When Yardley discharged himself from hospital a month later, he went straight to those people for an explanation, still believing it was a misunderstanding, but they went underground. He asked around but no one gave up the details. We guessed they thought Yardley may have told the police about them, but they didn’t know him like we knew him. He was loyal. The kind that would die for family and friends. Yardley didn’t get it until that day, though. Didn’t get he was an expendable lump of flesh. Can only be useful as long as he could keep cash flowing. The moment they thought his cash flow dried up inside a dock warehouse, they ran.
He never got over it. What did he expect? I may be only a kid back then, but I knew hearing people weren’t interested in deaf people as friends, and never will. As my brother used to say: hearing people can only tolerate, use, abuse or ignore deaf people. There was loads of history to back that up. The dumb fuck was twenty eight and still didn’t get it until then.
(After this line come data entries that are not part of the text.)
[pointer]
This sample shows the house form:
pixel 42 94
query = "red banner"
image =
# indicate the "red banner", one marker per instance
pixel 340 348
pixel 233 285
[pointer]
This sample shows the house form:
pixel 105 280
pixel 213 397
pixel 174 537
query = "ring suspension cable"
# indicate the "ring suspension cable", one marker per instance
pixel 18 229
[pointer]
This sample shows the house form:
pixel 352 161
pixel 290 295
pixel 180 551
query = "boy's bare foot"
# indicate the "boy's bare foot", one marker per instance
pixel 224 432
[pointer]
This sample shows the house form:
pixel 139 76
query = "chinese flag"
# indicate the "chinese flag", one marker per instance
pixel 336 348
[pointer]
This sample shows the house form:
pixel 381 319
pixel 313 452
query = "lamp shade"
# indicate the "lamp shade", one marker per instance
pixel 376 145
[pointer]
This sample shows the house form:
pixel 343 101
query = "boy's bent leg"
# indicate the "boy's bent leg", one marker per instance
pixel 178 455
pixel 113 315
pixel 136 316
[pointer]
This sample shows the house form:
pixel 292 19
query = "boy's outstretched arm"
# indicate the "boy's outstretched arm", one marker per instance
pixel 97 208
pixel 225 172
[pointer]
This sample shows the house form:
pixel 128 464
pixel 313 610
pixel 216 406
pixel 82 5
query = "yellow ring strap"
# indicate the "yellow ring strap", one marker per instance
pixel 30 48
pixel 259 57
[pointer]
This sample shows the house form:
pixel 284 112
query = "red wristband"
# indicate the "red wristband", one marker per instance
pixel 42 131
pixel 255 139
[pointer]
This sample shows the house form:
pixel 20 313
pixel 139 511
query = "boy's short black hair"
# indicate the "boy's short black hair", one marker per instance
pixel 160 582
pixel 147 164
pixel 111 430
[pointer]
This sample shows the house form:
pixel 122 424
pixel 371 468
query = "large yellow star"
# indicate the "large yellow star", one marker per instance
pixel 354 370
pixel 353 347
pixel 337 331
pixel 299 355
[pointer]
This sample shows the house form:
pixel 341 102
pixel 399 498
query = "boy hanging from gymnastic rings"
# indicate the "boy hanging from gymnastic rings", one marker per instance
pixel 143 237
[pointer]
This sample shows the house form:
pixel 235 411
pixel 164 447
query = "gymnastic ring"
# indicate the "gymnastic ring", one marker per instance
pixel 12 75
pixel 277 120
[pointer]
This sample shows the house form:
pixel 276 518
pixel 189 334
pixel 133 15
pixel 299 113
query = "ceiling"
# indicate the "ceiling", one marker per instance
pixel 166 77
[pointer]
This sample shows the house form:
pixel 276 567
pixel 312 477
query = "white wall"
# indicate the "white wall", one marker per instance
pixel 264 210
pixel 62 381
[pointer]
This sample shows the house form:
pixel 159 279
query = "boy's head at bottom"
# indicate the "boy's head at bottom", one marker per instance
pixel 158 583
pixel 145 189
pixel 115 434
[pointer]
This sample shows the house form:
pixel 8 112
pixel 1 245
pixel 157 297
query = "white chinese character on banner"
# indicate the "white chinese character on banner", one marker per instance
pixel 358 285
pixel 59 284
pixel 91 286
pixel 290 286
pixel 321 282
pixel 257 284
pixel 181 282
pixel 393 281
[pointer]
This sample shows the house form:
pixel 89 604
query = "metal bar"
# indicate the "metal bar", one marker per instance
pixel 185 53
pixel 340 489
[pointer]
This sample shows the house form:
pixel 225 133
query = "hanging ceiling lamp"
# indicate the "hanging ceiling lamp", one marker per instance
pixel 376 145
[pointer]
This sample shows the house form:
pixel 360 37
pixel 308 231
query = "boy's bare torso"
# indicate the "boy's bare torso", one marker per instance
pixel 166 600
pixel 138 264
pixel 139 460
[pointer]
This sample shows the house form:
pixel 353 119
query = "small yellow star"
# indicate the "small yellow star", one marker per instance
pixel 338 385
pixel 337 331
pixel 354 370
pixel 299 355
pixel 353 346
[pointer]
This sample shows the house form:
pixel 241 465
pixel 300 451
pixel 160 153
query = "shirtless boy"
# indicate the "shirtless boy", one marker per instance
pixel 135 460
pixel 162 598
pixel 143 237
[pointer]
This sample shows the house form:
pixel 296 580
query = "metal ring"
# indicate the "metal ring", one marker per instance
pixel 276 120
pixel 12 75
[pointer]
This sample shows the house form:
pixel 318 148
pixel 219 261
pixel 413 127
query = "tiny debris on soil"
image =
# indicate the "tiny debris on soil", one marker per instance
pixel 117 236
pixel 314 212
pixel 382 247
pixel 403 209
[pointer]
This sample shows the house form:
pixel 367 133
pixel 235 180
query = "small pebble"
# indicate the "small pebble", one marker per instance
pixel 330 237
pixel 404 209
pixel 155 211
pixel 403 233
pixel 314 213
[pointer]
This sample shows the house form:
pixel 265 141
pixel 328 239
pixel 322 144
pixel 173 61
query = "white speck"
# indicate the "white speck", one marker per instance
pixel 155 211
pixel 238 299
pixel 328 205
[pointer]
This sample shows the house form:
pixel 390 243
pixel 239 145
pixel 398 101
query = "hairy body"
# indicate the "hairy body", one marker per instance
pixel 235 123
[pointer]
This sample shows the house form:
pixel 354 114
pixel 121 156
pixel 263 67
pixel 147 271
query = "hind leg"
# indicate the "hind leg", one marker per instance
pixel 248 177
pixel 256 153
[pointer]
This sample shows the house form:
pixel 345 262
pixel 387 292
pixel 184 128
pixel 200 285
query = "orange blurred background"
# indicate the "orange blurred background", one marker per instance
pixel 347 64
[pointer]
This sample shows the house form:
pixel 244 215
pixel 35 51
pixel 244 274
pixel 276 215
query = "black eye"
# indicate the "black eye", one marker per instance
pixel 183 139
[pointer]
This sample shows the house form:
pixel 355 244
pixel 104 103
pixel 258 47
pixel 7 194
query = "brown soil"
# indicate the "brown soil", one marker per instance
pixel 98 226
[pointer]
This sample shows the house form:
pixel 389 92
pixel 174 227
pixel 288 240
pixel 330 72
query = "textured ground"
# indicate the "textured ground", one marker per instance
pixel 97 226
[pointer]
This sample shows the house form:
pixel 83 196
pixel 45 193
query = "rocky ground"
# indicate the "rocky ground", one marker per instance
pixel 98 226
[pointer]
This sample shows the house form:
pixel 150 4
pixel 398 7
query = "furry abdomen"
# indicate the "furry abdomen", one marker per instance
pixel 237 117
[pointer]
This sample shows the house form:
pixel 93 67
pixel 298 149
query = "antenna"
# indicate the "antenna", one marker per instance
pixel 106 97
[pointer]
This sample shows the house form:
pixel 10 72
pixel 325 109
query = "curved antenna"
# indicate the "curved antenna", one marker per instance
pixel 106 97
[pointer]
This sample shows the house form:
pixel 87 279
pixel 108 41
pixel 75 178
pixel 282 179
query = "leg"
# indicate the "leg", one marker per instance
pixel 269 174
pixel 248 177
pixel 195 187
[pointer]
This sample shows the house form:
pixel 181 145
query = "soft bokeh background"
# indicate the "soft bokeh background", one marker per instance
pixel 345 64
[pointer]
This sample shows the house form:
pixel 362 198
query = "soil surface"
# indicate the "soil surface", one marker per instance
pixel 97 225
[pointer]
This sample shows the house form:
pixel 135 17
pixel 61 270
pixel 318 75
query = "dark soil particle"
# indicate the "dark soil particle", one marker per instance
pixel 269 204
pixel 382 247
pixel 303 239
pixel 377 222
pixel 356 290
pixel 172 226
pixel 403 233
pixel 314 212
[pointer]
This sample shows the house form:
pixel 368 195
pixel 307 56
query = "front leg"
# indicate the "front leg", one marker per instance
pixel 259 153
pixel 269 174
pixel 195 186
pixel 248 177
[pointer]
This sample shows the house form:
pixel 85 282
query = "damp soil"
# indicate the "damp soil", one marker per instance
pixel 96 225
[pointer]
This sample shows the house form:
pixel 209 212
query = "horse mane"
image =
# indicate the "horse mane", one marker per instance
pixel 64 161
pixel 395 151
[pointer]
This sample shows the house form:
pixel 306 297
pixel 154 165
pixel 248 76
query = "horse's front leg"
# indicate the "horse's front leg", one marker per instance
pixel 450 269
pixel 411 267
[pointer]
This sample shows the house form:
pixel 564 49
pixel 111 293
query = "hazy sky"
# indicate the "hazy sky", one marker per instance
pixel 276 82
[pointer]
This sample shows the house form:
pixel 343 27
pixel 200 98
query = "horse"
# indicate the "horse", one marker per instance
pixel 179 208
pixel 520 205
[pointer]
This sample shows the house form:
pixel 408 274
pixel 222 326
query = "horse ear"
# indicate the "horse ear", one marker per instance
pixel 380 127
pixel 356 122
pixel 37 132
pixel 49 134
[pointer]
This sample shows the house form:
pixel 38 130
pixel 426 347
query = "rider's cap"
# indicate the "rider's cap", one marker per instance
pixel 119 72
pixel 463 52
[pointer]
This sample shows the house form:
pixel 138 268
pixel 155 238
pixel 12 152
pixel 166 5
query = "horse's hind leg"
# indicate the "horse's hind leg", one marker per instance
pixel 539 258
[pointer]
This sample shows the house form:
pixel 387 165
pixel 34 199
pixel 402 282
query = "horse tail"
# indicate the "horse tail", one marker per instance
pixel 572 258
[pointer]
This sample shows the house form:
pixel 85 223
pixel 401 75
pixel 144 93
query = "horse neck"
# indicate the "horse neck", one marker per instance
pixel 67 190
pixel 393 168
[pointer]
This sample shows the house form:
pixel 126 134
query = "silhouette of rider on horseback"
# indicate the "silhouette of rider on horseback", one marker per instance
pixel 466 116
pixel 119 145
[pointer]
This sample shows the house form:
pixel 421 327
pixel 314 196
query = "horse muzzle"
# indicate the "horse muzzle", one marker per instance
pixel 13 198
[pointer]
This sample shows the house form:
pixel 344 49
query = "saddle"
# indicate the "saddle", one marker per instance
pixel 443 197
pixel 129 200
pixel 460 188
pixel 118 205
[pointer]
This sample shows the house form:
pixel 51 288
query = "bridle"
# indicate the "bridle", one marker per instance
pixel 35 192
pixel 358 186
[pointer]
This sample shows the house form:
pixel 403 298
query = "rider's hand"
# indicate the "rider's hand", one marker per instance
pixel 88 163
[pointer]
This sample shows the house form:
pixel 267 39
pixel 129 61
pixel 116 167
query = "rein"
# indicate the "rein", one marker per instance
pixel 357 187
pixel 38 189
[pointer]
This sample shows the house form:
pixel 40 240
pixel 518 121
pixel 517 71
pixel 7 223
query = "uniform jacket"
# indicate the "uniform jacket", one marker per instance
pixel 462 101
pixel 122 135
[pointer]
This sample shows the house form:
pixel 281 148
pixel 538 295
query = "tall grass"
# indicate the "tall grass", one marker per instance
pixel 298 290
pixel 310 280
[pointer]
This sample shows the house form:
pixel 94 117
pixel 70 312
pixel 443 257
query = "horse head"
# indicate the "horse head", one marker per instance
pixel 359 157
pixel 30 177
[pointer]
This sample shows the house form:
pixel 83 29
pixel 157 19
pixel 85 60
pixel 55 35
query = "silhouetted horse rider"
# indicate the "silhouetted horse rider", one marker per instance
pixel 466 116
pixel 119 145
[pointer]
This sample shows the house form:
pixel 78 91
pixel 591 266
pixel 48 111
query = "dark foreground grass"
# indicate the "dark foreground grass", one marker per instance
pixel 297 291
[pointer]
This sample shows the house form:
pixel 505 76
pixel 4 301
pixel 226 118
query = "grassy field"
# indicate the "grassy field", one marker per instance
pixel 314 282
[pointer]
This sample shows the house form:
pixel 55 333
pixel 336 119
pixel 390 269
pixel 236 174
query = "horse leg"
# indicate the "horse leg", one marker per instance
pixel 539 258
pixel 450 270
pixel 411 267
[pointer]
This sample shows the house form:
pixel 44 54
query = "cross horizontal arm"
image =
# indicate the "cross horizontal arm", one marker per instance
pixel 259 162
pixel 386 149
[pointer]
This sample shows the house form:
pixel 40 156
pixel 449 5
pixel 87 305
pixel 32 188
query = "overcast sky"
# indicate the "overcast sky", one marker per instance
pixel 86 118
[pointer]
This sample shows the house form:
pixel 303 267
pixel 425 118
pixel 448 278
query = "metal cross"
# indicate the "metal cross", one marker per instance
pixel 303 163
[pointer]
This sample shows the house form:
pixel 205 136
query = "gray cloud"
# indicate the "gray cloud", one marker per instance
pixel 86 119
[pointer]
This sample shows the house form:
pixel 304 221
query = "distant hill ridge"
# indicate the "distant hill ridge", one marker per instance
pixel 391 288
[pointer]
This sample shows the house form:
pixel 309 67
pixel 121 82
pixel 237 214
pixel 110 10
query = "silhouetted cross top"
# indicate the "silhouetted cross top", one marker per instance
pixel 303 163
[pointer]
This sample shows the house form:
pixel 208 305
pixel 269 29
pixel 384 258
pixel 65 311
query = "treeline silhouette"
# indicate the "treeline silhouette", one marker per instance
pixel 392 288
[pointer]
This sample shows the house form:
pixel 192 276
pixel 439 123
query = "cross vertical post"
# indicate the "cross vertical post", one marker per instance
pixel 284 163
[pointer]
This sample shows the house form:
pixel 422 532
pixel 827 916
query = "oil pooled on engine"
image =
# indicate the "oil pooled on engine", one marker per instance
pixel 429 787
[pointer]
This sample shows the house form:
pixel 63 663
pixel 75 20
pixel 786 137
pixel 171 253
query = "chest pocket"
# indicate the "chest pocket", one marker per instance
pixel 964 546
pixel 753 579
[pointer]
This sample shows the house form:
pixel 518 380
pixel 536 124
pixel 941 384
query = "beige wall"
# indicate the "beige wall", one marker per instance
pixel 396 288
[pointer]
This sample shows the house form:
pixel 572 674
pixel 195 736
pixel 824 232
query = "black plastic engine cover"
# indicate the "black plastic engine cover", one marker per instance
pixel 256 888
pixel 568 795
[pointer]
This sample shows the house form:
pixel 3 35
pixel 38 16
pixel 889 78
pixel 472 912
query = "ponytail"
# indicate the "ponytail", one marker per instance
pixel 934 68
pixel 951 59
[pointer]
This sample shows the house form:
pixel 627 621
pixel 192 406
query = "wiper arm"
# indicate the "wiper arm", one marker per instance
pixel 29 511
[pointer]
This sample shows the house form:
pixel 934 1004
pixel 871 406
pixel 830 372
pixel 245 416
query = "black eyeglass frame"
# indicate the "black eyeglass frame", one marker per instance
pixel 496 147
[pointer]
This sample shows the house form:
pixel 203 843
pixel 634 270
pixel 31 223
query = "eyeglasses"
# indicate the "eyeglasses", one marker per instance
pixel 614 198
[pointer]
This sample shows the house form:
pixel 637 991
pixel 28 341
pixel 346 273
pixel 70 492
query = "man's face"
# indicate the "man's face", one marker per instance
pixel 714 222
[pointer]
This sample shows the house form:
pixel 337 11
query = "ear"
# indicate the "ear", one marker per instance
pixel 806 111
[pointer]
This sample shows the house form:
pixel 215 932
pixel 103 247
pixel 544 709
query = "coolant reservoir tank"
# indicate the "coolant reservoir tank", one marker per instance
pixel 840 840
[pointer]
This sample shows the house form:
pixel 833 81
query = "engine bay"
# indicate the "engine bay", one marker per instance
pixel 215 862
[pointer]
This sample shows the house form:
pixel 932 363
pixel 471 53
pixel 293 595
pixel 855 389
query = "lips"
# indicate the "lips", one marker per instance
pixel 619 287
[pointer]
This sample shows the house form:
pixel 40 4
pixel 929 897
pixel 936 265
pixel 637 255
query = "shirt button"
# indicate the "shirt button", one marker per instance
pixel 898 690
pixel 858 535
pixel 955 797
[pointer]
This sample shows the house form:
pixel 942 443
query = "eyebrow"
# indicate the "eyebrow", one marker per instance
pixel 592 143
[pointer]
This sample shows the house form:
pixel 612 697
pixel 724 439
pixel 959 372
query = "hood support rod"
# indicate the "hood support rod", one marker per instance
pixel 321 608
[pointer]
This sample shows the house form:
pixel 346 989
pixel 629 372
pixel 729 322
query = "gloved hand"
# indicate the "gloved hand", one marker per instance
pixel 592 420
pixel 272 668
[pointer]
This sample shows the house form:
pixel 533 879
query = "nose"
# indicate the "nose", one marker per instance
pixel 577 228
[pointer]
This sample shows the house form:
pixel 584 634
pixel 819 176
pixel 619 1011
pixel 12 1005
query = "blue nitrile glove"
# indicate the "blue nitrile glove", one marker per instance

**It near destroyed him. Their abandonment threw all his words – four years’ worth of defending those hearing people to all deafies – back at his face. It was the ultimate act of humiliation. It wasn’t just his money or living-hood gone. It was his standing in the community as well. His credibility, destroyed. His reputation, down the drain. The worthiness of his word, useless. I once explained the relationship between honour and trust to a hearing classmate at school and that when a deaf person endorses a hearing person, he’s risking his entire reputation. If the hearing person betrays him by letting deaf people down, the deaf person loses everything. His word. His reputation. His judgement. Everything. The hearing classmate didn’t get it.**
**I should have known better. He was hearing. It wasn’t like that in his world. That was why he didn’t get it. But we knew what it meant the moment we heard what happened. We understood how it would be from there on for Yardley. Our instinctive understanding came from something deep inside the major molecule of our Deaf DNA. Like that poem: “You have to be deaf to understand.” Yardley gambled and instead of proving history wrong, he fell into the sea.**
He became a walking cliché by finding home in a bottle of [???], but he still had his house and his family. I won’t be like Yardley, though. Especially not like him right there then. Still standing in the middle of the deaf club. Still swaying with his reddened fists in air. Still glaring at everyone. Still thought he had it, but he looked every inch of forty-one and fucked in the head.
“Where’s Louise?” Yardley snarled through his hands, still swaying as he turned in a circle. “Where’s my youngest daughter! Where? I’ll kill you all if you don’t tell me!”
I didn’t know at the time that he forgot the rules.
** These two were the first of many difficult paragraphs to translate. He used quite a few BSL signs that don’t have suitable English replacements. It was a bit of a struggle. Plus I still don’t understand what he meant by “fell into the sea”, though. It does sound familiar, but I still don’t get it. I felt I should just leave this literal translation as it is, in case someone does get it.
But yeah, as you see, it’s quite bad. I’ll have to admit to Rachel that while I had no problem translating Adam’s story, my crappy writing skill is the biggest problem. I’m going to advise her to hire a qualified BSL interpreter who can write decently.